Chronique14/02/2014 à 16:36
Terrorisme : Avons-nous d’autres choix que de le combattre ?
Par Boubaker Ben Fraj
Par delà l’insuffisance des informations fournies par les porte-paroles du ministère de l’intérieur sur le déroulement des opérations menées en ce début du mois de février par les forces de l’ordre, contre les cellules terroristes de Raoued et de Borj-Louzir, et mises à part les questions justifiées qui attendent encore des réponses convaincantes, à propos du timing de ces opérations et la manière dont elles ont été menées, personne ne peut aujourd’hui douter du succès de ces actions, ou nier qu’elles ont permis aux forces de sécurité, d’asséner un coup dur - même s’il est encore loin d’être décisif - aux réseaux terroristes, qui cherchent par tous les moyens depuis trois ans, à s’implanter durablement en Tunisie et à y étendre des racines et des tentacules.
Côté bilan, ces opérations n’ont pas seulement permis de neutraliser en les tuant des terroristes dangereux et notoires, tels que Kamel Gadhghadhi, présumé assassin de Chokri Belaid, et d’arrêter plusieurs autres figures non moins dangereuses, tel que Hamid-Al-Maliki, alias le Somalien, impliqué dans l’assassinat de Mohamed Brahmi; elles ont aussi fourni à la police, un précieux butin d’informations sur les filières jihadistes opérant dans le pays ; ce qui aidera sans aucun doute à mieux connaitre leurs véritables desseins et motivations, leurs structurations, les moyens humains et logistiques dont elles disposent, leurs ramifications en Tunisie et leurs connections avec l’extérieur.

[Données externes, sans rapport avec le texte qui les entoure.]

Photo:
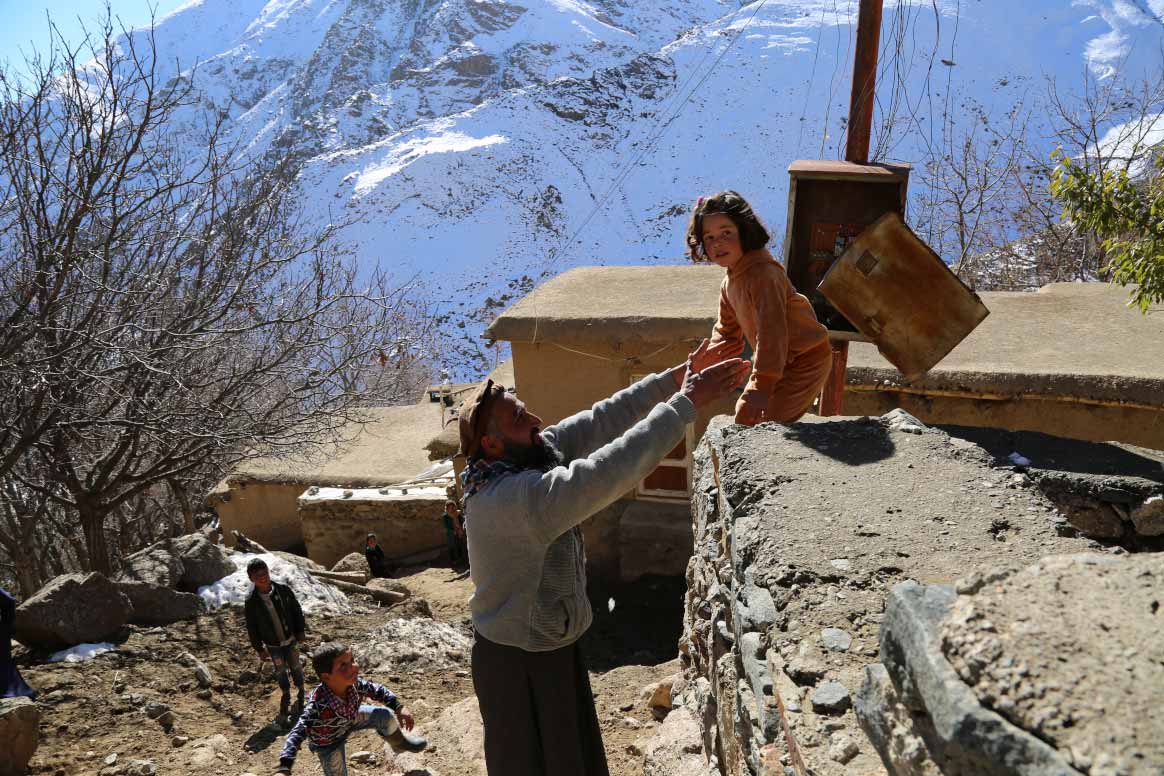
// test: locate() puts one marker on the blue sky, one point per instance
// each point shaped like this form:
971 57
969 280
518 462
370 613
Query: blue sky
23 26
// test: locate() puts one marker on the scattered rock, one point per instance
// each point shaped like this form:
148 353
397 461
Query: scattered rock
389 585
842 748
1148 518
20 721
658 696
363 757
70 610
836 640
155 566
353 562
900 420
830 698
675 749
154 604
155 709
461 725
203 562
804 670
411 763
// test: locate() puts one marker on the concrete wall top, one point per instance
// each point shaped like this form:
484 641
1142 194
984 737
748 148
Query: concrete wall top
1066 340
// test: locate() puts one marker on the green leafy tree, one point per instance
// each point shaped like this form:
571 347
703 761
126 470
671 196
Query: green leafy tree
1126 213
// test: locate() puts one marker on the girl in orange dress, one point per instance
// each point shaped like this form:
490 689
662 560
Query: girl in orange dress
790 353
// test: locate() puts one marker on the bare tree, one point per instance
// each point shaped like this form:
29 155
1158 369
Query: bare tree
169 308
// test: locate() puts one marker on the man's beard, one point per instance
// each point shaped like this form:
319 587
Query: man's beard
541 455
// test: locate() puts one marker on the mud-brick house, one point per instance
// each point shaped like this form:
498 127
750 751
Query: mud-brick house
590 332
261 498
1071 360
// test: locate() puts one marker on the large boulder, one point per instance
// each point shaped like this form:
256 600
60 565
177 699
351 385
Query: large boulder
157 605
204 563
70 610
156 564
1040 671
20 721
353 562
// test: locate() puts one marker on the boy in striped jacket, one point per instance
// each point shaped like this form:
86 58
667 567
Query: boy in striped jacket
334 710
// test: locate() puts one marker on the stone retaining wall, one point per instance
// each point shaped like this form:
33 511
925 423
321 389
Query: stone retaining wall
801 534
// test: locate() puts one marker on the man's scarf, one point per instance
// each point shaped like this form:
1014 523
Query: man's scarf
480 471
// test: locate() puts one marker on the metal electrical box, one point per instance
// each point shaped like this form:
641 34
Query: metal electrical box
901 296
829 205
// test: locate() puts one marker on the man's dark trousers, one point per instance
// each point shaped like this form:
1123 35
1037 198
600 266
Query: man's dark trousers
538 711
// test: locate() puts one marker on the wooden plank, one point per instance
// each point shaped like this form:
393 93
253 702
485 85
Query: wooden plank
837 170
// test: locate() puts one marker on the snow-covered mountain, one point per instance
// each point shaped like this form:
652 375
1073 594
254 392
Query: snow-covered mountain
478 141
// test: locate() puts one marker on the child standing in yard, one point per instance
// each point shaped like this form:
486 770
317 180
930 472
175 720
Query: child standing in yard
276 627
792 355
334 710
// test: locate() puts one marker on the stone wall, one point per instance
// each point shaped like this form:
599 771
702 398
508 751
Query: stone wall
802 532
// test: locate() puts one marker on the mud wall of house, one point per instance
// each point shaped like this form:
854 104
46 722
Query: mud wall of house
265 512
555 383
336 527
1074 420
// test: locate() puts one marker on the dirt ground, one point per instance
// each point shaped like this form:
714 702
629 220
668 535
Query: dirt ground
94 710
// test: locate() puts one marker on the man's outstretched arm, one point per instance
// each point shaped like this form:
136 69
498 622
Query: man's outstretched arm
584 432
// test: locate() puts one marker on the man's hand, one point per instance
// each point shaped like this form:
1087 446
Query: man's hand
751 407
707 355
704 386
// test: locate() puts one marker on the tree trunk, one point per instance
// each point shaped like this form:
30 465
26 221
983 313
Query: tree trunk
92 522
187 513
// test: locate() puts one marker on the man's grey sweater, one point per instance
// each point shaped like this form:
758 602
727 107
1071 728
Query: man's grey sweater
525 547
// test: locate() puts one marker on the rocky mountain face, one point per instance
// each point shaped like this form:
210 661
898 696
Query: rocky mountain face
473 142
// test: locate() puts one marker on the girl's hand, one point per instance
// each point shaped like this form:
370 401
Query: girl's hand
750 408
707 355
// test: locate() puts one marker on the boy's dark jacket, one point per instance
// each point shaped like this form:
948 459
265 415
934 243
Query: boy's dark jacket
258 623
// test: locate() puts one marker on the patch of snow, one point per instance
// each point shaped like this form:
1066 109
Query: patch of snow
412 645
80 653
314 596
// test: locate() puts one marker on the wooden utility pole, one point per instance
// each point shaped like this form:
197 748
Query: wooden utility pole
857 149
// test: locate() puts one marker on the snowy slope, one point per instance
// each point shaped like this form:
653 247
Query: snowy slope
476 141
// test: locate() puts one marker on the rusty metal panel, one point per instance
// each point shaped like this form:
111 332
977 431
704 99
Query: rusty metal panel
829 204
902 296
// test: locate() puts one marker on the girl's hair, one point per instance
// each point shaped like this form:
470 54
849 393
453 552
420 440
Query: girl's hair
323 659
752 234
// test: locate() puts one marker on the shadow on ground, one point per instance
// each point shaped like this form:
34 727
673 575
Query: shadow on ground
644 627
1066 455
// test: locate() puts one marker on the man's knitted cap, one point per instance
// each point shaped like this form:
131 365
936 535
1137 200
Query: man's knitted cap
475 415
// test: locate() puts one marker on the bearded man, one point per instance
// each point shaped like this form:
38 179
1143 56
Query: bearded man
526 491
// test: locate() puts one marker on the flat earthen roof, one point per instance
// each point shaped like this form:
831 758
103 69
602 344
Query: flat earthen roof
389 448
1069 339
616 304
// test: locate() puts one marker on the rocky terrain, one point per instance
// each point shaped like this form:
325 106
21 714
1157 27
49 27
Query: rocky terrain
191 697
804 533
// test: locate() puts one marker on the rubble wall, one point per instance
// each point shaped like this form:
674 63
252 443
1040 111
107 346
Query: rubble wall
800 535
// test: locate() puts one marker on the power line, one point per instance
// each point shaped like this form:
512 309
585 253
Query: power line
661 128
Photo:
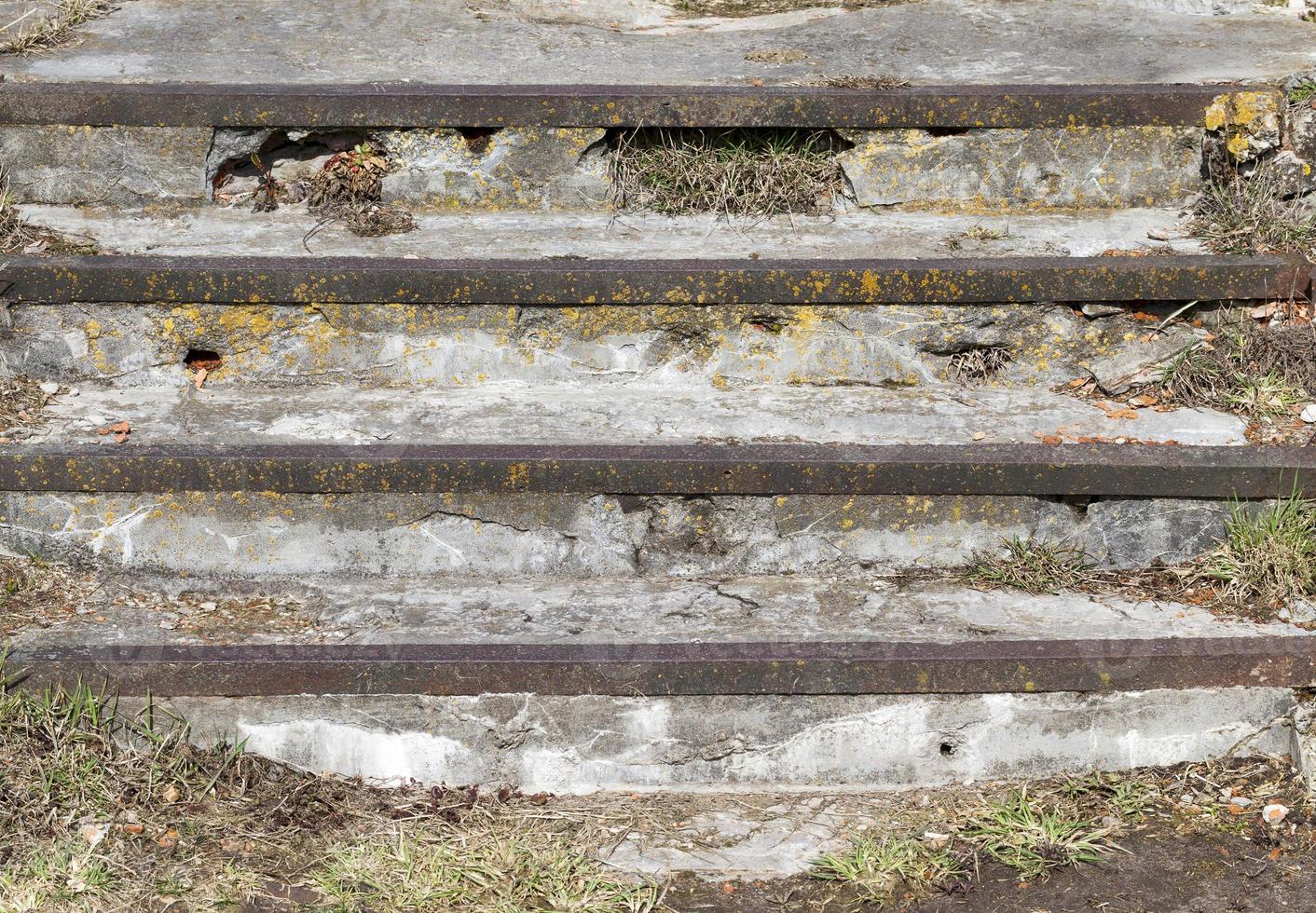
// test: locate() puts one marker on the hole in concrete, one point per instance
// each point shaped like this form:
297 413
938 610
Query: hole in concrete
729 171
478 138
291 158
201 358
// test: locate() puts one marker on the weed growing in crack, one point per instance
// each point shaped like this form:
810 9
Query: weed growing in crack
882 867
975 233
1268 552
975 366
1034 841
1252 216
738 171
1034 566
511 871
40 31
740 8
349 188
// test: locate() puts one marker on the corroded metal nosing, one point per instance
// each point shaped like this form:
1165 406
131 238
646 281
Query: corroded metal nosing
680 669
1091 470
363 279
416 105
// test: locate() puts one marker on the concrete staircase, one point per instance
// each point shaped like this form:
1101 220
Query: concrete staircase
581 500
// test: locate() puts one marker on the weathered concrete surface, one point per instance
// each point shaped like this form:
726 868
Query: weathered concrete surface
579 744
601 236
933 41
1303 741
1079 168
265 535
721 347
516 414
108 166
514 168
623 610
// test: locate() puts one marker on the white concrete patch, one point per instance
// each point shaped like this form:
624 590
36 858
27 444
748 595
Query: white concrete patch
588 743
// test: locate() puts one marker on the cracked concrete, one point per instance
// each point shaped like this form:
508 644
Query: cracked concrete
498 536
933 41
623 610
566 414
1076 168
105 166
579 744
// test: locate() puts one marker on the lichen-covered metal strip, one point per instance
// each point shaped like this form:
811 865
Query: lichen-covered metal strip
357 279
682 669
1127 470
407 104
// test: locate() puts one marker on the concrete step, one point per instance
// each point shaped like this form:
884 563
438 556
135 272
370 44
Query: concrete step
610 42
558 299
559 484
984 128
719 683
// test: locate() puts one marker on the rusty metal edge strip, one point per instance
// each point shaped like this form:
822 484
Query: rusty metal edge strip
1124 470
682 669
409 104
364 279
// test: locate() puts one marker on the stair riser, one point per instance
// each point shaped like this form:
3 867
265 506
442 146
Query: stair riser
989 170
661 345
579 744
498 536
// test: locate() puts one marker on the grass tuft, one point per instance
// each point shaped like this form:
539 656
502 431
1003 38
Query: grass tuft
740 171
1268 554
1034 566
882 867
975 366
34 31
523 870
1257 371
1035 841
1251 216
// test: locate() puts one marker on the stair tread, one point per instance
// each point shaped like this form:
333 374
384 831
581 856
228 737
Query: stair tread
236 232
609 41
543 610
226 417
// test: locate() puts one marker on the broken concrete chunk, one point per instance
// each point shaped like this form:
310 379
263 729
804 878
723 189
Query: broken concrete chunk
1090 168
1127 367
521 168
1249 121
105 165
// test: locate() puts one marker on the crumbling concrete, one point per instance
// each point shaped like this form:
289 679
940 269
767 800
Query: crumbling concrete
105 165
1303 740
579 744
1082 168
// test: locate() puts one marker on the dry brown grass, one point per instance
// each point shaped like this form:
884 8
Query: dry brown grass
348 190
862 82
45 25
740 171
741 8
1252 216
108 810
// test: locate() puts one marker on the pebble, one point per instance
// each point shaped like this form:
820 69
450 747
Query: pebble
1274 813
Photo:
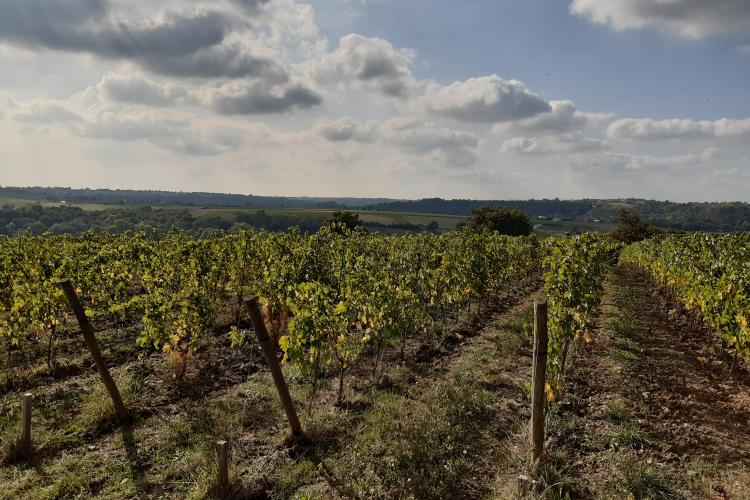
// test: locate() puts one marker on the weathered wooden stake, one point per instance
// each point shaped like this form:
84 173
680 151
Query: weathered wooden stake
269 352
538 378
222 454
26 411
88 335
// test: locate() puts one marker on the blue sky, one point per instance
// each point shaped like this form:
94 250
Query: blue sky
539 42
483 99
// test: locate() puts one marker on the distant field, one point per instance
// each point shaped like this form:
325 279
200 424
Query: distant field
387 218
21 202
445 222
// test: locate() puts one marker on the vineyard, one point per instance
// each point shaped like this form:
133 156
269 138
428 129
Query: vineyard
356 320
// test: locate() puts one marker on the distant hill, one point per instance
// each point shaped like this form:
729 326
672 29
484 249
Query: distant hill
694 216
199 199
728 216
534 208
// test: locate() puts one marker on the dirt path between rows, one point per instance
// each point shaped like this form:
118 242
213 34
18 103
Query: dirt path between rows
651 411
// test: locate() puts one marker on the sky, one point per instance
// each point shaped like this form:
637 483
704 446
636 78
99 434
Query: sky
490 99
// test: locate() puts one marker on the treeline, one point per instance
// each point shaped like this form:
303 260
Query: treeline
75 221
534 208
694 216
133 197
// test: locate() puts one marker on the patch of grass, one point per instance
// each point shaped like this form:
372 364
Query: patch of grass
556 479
420 448
69 485
287 480
97 410
643 480
617 413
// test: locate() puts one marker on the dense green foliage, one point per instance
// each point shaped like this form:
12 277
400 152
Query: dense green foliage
709 274
348 221
502 220
575 269
344 292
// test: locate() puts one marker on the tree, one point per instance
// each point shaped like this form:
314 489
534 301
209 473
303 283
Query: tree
349 220
511 222
632 228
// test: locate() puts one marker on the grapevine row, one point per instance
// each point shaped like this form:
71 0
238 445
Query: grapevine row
709 274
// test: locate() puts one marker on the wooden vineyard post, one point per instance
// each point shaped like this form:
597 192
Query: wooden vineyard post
222 455
26 413
269 352
88 335
538 378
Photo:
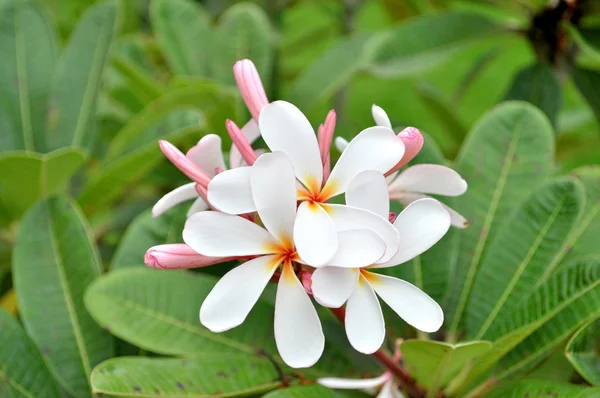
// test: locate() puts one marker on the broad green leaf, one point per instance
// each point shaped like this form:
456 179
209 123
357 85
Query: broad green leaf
54 248
539 388
147 231
517 259
586 81
206 96
78 76
183 31
506 155
538 85
28 48
141 84
26 177
216 375
583 352
22 368
330 72
158 311
114 179
434 364
244 31
559 307
414 47
312 391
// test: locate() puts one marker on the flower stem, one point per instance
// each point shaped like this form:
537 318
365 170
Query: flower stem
405 380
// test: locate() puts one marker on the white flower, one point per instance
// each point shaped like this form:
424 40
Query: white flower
417 181
207 156
422 224
298 331
388 388
284 128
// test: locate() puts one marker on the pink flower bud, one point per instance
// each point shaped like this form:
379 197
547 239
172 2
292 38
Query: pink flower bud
178 256
241 143
183 163
250 86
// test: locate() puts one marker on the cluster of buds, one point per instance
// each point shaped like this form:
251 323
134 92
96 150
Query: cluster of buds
273 212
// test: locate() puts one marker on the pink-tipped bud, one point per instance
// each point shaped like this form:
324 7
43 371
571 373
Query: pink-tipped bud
250 86
178 256
306 279
183 163
241 143
413 142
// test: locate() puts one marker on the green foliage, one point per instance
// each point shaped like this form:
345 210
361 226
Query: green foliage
582 352
54 246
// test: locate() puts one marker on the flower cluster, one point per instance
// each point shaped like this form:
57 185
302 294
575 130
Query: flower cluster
273 211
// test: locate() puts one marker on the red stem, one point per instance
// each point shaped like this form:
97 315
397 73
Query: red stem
405 380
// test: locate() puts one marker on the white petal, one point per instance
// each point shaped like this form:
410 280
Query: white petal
222 235
347 218
409 302
331 286
232 298
381 118
430 178
357 248
389 390
340 143
314 235
176 196
285 128
274 192
407 198
369 191
207 154
353 384
198 206
375 148
298 334
365 326
420 225
230 191
251 132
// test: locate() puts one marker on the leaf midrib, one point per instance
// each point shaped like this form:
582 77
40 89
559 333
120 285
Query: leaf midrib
520 269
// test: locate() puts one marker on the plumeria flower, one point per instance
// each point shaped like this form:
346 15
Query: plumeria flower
384 384
284 128
207 156
417 181
422 224
298 331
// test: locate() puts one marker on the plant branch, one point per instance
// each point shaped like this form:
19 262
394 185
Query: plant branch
405 380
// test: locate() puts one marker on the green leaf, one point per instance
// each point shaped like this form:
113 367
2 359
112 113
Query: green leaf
206 96
77 79
539 388
114 178
434 364
506 155
330 72
414 47
583 351
216 375
22 368
182 29
559 307
147 231
244 31
586 81
54 248
517 259
538 85
26 177
28 48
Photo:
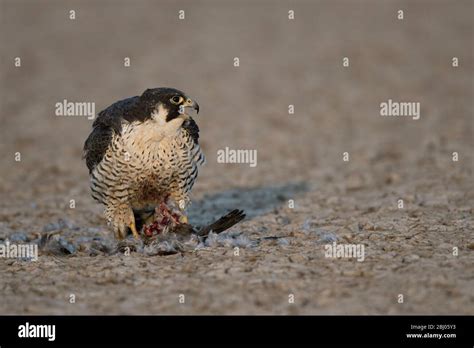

Ce qui permet de conforter notre optimisme au-delà de ces opérations en elles-mêmes, c’est le fait de constater qu’elle n’étaient pas isolées ; mais qu’elles s’inscrivent au contraire sur le plan opérationnel, dans une démarche plus entreprenante, plus offensive, plus claire et plus ascendante, dans la lutte menée en commun par les forces de sécurité et l’armée nationale contre le terrorisme. Les actions menées au cours des derniers mois au Chambi, à Sidi Ali Ben Aoun, à Goubellat et dans d’autres lieux traduisent, contrairement au laxisme que tout le monde a constaté auparavant, une franche détermination, à endiguer l’extension du phénomène.
Et de cet élan, on ne peut que se réjouir, même s’il ne nous est pas permis de pousser l’optimisme jusqu’à espérer que les forces de sécurité et l’armée puissent à elles seules, et à court terme, venir à bout de ce sinistre phénomène.Quoi qu’il en soit, Il est clair que le combat mené sur le plan intrinsèquement sécuritaire ces derniers mois contre la pieuvre terroriste dans notre pays a réalisé des résultats concrets et probants, qui peuvent préfigurer de nouvelles victoires contre ce fléau.
Traqués dans leurs bases et leurs retranchements, privés d’un grand nombre de leurs dirigeants, en partie coupés de leurs sympathisants et probablement de leurs sources d’approvisionnements et de leur dispositif logistiques, nos jihadistes semblent aujourd’hui être en grande difficulté - et c’est tant mieux- et de moins en moins capables de renverser un rapport des forces, qui n’est plus comme ce fut le cas à un certain moment, en leur faveur.
Cependant, peut-on exclure de les voir en désespoir de cause, recourir dans le futur, à d’autre modes d’action plus insidieux et plus perfides qui prendraient la forme d’actions d’éclats, hautement médiatisables. Actions paradoxales, suicidaires peut-on dire, auxquelles recourent souvent les groupes terroristes, lorsqu’ils cherchent à escamoter leur déroute stratégique par l’impact psychologique que des actes désespérés et souvent sanguinaires exercent sur les opinions.
Ceci nous fait penser que la guerre engagée pour extirper le fléau terroriste implanté dans notre pays est une affaire complexe et de longue haleine. Et si les succès remportés au cours de ces dernières semaines sont rassurants, ils ne doivent en aucun cas nous faire oublier que le terrorisme dispose encore chez nous et chez nos voisins, d’un terreau fertile, qui peut lui redonner de nouveaux souffles, de la vigueur, de la substance et des moyens d’action.
Pour toutes ces raisons, le combat contre le terrorisme ne pourra donner des résultats définitifs ou durables, que lorsqu’il s’attaque dans le cadre d’une stratégie globale, aux multiples facteurs tant endogènes qu’exogènes qui le génèrent, et qui lui donnent ses mauvaises graines et ses fausses raisons d’être et d’agir.
Une lutte totale et de longue haleine, qui peut être coûteuse certes ; mais la Tunisie a-t-elle d’autres choix que de s’y engager avec autant de détermination et de fermeté, que de lucidité et d’intelligence.